Prosecutors in Columbus understand this. Thats why they focus so heavily on spending analysis. Thats why they subpoena every account. Thats why they trace every dollar. Because once they have your complete spending history, the case basicaly prosecutes itself. Your bank records become the prosecutions star witness – and unlike human witnesses, bank records dont forget, dont get confused, and dont change there story under cross-examination.
Why Early Intervention Changes Everything
If your someone facing PPP fraud allegations in Columbus – if the FBI has contacted you, if youve received a target letter, if you know investigators are looking at your applications – you need to understand what your spending means for your case.
Columbus prosecutors are already analyzing bank records. Theyre already categorizing purchases. Theyre already building spending timelines. Theyre already preparing exhibits showing exactly how you used PPP funds.
Consider what investigators have access to. Every bank account you own. Every credit card statement. Every wire transfer. Every check you wrote. The multi-agency task force – FBI, IRS Criminal Investigation, DOT-OIG – has subpoena power that reaches every financial institution youve ever used. They can trace money from PPP disbursement to final spending destination. Nothing is hidden. Nothing is private. Your entire financial life since receiving PPP funds is available for prosecution.
The Schaefer investigation traced spending across multiple states and even to Australia. The McClarrin investigation documented jail commissary purchases. The Wright investigation found Sono Bello receipts. These prosecutors are thorough. They find everything. And everything becomes evidence.
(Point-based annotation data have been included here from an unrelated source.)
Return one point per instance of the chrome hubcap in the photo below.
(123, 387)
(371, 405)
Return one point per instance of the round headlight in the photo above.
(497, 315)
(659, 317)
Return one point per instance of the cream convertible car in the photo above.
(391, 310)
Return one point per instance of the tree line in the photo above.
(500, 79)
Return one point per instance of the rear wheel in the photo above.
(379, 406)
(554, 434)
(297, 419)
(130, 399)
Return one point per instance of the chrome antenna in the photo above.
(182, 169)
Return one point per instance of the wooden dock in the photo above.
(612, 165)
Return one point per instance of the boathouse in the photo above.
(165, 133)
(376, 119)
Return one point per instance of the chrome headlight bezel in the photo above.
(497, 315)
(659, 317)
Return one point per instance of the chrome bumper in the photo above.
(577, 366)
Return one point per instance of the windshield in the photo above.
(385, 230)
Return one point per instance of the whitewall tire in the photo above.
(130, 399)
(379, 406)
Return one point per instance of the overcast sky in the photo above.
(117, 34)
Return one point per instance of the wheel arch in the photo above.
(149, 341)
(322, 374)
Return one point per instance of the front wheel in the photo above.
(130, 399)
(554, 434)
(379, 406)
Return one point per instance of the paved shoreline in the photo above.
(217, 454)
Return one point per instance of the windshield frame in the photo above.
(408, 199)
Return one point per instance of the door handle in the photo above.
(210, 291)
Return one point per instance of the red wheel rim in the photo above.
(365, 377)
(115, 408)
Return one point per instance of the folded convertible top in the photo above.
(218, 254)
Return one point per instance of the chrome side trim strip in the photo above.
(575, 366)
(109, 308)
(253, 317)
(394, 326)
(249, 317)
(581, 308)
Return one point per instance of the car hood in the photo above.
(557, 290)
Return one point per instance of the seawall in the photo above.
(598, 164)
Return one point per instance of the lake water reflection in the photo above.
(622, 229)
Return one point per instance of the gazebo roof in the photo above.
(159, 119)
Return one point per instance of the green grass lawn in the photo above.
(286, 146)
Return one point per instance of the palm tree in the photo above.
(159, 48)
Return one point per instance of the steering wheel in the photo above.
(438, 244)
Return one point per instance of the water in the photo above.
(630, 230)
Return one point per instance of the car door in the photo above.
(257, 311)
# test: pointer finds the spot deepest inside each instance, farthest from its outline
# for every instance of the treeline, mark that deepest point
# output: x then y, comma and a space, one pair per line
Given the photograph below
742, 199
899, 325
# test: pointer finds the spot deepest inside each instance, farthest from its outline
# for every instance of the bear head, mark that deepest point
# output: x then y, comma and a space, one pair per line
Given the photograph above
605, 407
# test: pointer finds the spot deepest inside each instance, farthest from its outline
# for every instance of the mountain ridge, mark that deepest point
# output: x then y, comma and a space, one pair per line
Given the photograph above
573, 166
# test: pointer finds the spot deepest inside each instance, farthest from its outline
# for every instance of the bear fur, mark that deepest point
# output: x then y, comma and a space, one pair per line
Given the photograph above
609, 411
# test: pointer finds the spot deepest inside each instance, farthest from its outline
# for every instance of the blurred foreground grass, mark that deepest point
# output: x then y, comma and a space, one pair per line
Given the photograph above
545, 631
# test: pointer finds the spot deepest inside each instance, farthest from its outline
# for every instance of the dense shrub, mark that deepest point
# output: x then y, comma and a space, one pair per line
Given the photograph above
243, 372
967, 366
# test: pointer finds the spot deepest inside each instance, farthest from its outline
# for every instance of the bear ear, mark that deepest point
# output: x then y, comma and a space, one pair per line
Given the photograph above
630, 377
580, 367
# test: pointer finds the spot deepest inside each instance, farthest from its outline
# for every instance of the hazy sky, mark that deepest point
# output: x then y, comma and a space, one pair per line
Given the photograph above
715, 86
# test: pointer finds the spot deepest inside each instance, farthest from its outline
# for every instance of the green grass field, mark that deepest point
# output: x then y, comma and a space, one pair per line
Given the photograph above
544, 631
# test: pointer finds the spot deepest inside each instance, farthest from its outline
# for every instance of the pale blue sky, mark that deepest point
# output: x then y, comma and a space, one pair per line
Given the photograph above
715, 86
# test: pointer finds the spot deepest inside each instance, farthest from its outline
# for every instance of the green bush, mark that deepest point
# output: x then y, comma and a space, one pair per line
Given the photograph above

And the statute of limitations gives prosecutors time. The PPP and Bank Fraud Enforcement Harmonization Act of 2022 extended the statute to 10 years. That means prosecutors have until 2030-2032 to bring cases. Theyre still investigating. Still subpoenaing records. Still building spending analyses. If you received PPP funds in 2020 or 2021, your bank records from that period are still potential evidence years later.
At Spodek Law Group, Todd Spodek has handled hundreds of federal fraud cases where spending evidence drove the prosecution. The defendants who call before prosecutors finalize there spending analysis have options. Context for purchases. Explanations for transactions. Arguments about why specific spending doesnt prove intent. The defendants who call after the indictment – after prosecutors have already built there spending timeline – are fighting against documentary evidence that speaks for itself.
Call 212-300-5196 before your bank records become the prosecution’s primary exhibit. Not becuase were trying to scare you into hiring a lawyer. Becuase in Columbus, with spending-based prosecution and bank records that serve as confessions, your financial history has already told prosecutors most of what they need to know.
Spodek Law Group. The Woolworth Building, 233 Broadway Suite 710, New York. We put this information on our website becuase most defendants have no idea how there spending will be used against them. Our goal isnt to frighten you. Its to make sure you understand that in the Southern District of Ohio, prosecutors dont need your confession. They have your bank statements. And your bank statements have already told them everything.
In Columbus, your spending is your confession. Every purchase since you received PPP funds has been documented, categorized, and analyzed. Prosecutors dont need you to admit anything – they have transaction records that prove intent. And those records show exactly what you did with money that was supposed to go to payroll. Your bank statements dont lie. And in the Southern District of Ohio, they dont need to.